His memoir is a witty, gentle read in which he recalls his struggles to make it as a writer, comedian and actor, the endless rejections, his early cringe-making stand-up gigs and his dogged determination to make it in comedy.
The book ends in 2000, as he celebrates critical acclaim and the beginnings of Gavin And Stacey, in which he plays Uncle Bryn.
But he's kept a stack of rejection letters to remind him of the years when he wasn't so famous.

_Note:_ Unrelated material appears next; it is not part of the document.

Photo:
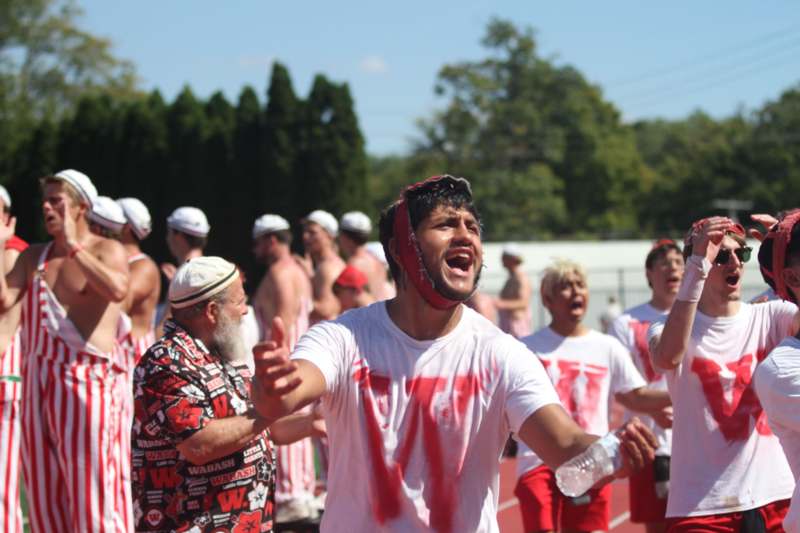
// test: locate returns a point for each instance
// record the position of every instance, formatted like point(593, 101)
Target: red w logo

"They show where I came from, what I overcame, remind me not to take things for granted and to stick two fingers up at them [those who rejected him] and say, 'Ha ha ha, you were wrong'."
Anyone hoping the book will reveal much about Brydon's personal life will be disappointed.
He explains in the foreword that he makes no mention of his divorce from his first wife, Martina, the mother of three of his five children, as his kids are of an age when any intimate revelations could be hugely embarrassing for them. Plus, his ex-wife isn't keen on the publicity.
Details of his second wife, Claire, with whom he has two further children, are also omitted, as they didn't meet until 2002.
"We have been together now for nearly 10 years and, were it not for her, I doubt very much that I would have reached a position where I was asked to write an autobiography," he writes.
He's often mistaken for Steve Coogan, whose production company made Marion And Geoff.
"We're very often lumped together. In personal terms we see very little of each other but when we do, we get on. We turned up various aspects of our personality in The Trip to create a bit of tension.
"Before I ever met him, I was a great admirer. Because he had come from doing voice-overs, he was similar to me and he doesn't look so different. I get confused for him sometimes and I love his work.
"I don't feel competitive with him and I don't think he feels competitive with me. I'm sure we'll work together again at some point."
The teenage acne is now all water under the bridge to Brydon and he says he wouldn't consider having cosmetic surgery to airbrush away the scars.
"My fear would be that I'd come out looking a laughing stock."
To all his critics, though, it would seem Brydon's having the last laugh.